Regardless, our model isn’t simply based on existing home sales data, but the distribution of new home sales and purchase mortgage data as well. There’s a reason the industry likes to focus on the “median sale price” metric. And at least you’re not misquoting data this time around!
Expect “mix” to become an industry talking point as soon as the median sale price wanes with an uptick in the share of lower-end transactions.
If the US national housing market has not experienced a broad rally, and instead prices have remained constant, except that more expensive houses are selling in greater numbers and less expensive houses are selling in fewer numbers, then the “change-in-mix” intepretation of the final National Association of Realtors chart/graph makes perfect sense.
I think that first off inflation can no longer be ignored. While inflation was trivial there was little difference between real and nominal prices. But with inflation hitting 7%, this is no longer the case. Particularity in graphs like the one in the NYT article you called out “Share of U.S. metro areas where home prices grew at least 10 percent annually”. This graph shows a dramatic spike, but its not clear how significant that metric is when looking at nominal prices during periods of high inflation.
Looking just a real prices, I’m surprised that you find a “shift-in-mix” surprising! As people shift to working from home they are looking towards larger spaces.
I think the demand is real, but the limitation on supply I think is only transitory.

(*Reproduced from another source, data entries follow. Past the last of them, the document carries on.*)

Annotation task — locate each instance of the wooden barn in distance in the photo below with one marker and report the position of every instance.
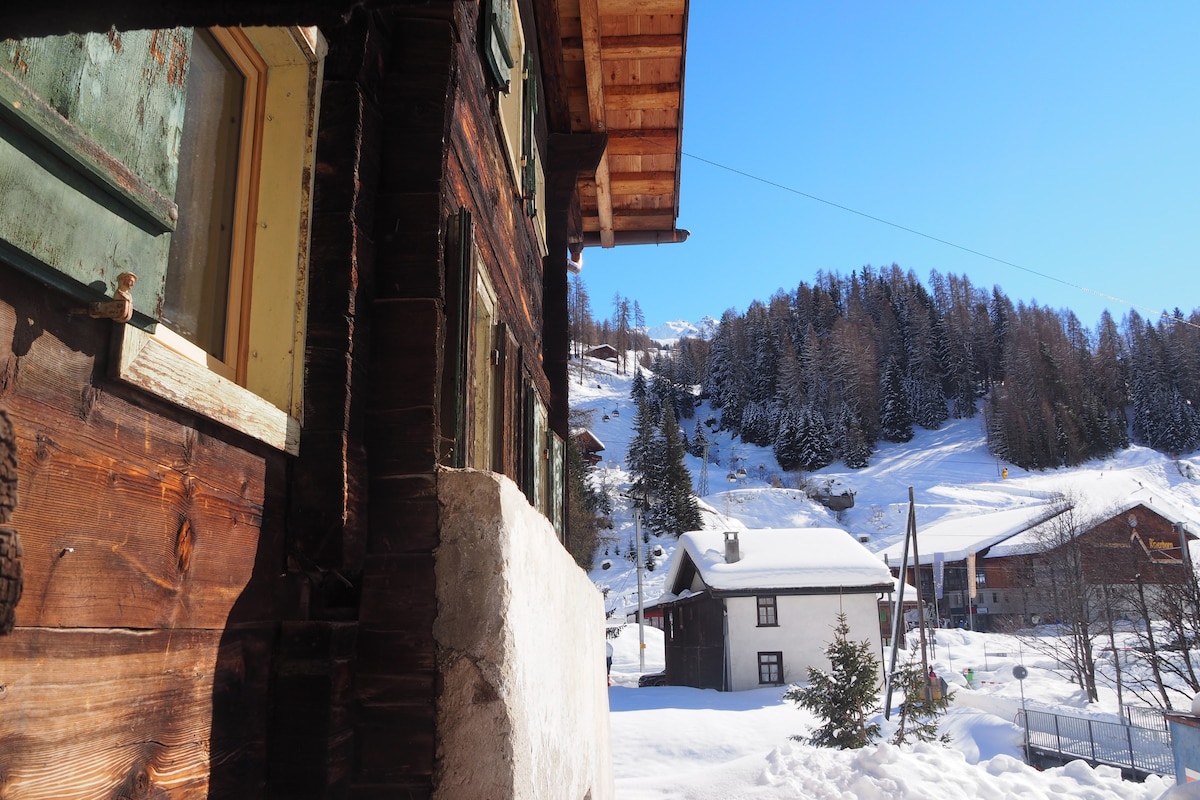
(280, 528)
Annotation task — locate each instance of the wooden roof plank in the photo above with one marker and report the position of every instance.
(589, 19)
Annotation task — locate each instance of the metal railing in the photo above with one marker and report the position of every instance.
(1145, 716)
(1127, 746)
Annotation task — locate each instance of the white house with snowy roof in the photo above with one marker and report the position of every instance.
(748, 608)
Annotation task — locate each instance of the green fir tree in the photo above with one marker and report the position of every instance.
(922, 705)
(846, 697)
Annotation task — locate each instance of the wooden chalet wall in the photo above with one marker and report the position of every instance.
(209, 617)
(695, 642)
(153, 546)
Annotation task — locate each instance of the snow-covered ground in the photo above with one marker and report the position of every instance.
(687, 744)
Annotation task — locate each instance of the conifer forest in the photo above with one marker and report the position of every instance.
(828, 371)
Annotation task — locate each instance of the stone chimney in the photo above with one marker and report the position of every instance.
(732, 552)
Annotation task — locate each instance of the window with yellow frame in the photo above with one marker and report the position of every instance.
(231, 342)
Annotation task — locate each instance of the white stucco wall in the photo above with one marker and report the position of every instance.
(523, 709)
(805, 627)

When people were flooding into cities such as SF and NYC, prices surged for a long time because supply in places like that is very inelastic. It’s very slow and hard to build in those places with limited land upon which to build. The rest of the US, by contrast, is vast and building in general is cheap and easy. Pandemic disruptions have snarled supply chains and made building a chore right now. But I don’t think this will last forever.
I think we are seeing partly inflation, partly change in mix (larger nicer homes being more in demand , the pandemic being economically kinder to high earners) and partly high demand hitting low supply. Inflation may stick around for a while. But I think the real apples to apples price surge will subside once it becomes easier for supply to come online.